2024-04-22 07:46:17

by Oliver Sang

[permalink] [raw]
Subject: [linux-next:master] [init] b8de39bd1b: BUG:kernel_failed_in_early-boot_stage,last_printk:early_console_in_setup_code



Hello,

kernel test robot noticed "BUG:kernel_failed_in_early-boot_stage,last_printk:early_console_in_setup_code" on:

commit: b8de39bd1b76faffe7cd91e148a6d7d9bf4e38f7 ("init: fix allocated page overlapping with PTR_ERR")
https://git.kernel.org/cgit/linux/kernel/git/next/linux-next.git master

[test failed on linux-next/master a35e92ef04c07bd473404b9b73d489aea19a60a8]

in testcase: boot

compiler: gcc-13
test machine: qemu-system-x86_64 -enable-kvm -cpu SandyBridge -smp 2 -m 16G

(please refer to attached dmesg/kmsg for entire log/backtrace)

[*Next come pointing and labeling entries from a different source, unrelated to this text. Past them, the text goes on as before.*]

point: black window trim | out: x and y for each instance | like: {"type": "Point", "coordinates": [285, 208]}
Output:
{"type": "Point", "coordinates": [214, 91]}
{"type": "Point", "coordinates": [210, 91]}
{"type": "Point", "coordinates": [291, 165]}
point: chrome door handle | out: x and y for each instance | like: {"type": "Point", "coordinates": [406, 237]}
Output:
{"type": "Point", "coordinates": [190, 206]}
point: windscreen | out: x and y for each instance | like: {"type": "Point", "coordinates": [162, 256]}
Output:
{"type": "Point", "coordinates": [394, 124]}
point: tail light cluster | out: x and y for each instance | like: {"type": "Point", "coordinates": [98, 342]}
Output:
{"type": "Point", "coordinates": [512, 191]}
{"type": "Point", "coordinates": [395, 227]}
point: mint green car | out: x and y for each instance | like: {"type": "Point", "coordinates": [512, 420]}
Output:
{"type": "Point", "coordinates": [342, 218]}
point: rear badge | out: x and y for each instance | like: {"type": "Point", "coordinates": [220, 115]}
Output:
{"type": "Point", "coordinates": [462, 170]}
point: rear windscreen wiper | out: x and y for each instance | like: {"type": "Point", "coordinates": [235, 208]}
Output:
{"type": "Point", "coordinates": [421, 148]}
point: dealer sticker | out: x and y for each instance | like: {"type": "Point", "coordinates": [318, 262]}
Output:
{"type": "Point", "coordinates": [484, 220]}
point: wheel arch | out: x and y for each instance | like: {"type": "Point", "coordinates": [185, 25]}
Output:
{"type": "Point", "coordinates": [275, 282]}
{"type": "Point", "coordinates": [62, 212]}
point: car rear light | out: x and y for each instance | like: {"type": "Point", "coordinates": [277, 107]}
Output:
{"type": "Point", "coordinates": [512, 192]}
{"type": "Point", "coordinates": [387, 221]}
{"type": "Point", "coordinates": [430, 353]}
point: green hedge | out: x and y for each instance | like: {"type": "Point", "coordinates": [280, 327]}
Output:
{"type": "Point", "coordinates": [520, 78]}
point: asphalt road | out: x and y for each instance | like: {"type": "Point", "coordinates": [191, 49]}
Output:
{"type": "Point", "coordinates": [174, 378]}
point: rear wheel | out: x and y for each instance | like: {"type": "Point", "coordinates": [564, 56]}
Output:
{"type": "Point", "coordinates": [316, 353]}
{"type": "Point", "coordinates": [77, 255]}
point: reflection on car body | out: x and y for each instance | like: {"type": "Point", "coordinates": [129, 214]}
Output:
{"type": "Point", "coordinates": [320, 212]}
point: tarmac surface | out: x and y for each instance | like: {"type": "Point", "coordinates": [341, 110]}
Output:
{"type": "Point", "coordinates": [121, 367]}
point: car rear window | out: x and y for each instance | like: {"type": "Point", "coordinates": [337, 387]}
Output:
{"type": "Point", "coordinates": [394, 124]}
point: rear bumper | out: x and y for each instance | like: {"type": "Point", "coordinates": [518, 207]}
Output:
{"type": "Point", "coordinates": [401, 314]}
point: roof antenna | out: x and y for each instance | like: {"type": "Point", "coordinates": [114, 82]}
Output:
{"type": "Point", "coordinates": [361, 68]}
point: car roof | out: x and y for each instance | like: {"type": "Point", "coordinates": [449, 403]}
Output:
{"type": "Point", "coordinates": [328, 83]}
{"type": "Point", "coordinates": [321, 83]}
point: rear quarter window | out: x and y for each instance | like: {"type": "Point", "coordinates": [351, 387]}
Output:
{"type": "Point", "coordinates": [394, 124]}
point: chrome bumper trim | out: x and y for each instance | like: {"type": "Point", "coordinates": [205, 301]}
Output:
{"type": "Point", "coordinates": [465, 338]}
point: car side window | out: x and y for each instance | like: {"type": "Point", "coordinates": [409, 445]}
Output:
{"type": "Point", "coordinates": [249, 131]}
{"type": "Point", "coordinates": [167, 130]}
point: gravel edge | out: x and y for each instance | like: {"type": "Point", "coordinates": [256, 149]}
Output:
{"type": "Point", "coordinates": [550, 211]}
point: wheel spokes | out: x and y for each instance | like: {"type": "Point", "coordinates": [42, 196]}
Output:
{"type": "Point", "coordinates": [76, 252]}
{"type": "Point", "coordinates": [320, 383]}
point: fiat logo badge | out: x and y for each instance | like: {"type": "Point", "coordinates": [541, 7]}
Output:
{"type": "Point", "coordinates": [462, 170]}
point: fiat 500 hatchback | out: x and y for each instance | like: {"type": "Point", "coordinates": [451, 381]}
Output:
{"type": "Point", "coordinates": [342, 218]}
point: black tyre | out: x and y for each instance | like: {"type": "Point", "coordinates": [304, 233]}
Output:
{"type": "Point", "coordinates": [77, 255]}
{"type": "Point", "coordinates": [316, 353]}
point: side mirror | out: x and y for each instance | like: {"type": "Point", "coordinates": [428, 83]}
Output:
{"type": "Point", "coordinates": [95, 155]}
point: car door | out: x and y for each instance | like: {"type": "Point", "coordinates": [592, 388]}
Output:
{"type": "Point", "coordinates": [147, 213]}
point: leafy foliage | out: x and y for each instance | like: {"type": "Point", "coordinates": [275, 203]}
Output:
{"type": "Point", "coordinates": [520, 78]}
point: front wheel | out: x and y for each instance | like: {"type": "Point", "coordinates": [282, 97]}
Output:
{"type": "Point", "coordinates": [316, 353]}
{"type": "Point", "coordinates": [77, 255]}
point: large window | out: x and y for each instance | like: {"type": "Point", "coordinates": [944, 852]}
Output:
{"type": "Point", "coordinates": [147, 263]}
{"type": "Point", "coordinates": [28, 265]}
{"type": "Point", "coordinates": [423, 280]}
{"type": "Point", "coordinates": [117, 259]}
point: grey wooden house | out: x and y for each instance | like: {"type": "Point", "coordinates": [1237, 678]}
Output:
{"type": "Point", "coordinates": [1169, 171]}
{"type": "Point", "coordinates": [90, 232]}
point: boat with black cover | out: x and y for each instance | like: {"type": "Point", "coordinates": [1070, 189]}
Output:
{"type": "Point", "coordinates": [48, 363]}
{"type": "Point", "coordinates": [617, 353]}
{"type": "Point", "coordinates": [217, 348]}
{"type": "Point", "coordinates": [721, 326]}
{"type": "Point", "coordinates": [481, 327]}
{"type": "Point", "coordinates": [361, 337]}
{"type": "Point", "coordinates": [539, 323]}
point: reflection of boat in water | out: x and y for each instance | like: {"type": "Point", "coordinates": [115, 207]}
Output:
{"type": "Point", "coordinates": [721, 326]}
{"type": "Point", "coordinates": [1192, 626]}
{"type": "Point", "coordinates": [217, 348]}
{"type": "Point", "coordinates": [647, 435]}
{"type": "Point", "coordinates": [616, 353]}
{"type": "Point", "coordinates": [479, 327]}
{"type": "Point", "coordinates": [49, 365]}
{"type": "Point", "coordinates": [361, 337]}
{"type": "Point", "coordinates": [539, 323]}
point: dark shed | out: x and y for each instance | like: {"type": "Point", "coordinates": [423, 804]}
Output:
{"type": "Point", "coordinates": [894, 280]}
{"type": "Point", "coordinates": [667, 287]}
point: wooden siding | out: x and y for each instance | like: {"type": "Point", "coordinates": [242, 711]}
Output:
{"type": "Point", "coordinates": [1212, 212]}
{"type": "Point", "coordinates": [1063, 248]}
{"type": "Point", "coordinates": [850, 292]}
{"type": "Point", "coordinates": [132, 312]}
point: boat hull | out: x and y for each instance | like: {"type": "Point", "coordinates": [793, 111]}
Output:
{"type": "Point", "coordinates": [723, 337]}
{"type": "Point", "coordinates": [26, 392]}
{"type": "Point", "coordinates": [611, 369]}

+-------------------------------------------------------------------------------+------------+------------+
| | fdb74eb6c7 | b8de39bd1b |
+-------------------------------------------------------------------------------+------------+------------+
| boot_successes | 12 | 0 |
| boot_failures | 0 | 12 |
| BUG:kernel_failed_in_early-boot_stage,last_printk:early_console_in_setup_code | 0 | 12 |
+-------------------------------------------------------------------------------+------------+------------+


If you fix the issue in a separate patch/commit (i.e. not just a new version of
the same patch/commit), kindly add following tags
| Reported-by: kernel test robot <[email protected]>
| Closes: https://lore.kernel.org/oe-lkp/[email protected]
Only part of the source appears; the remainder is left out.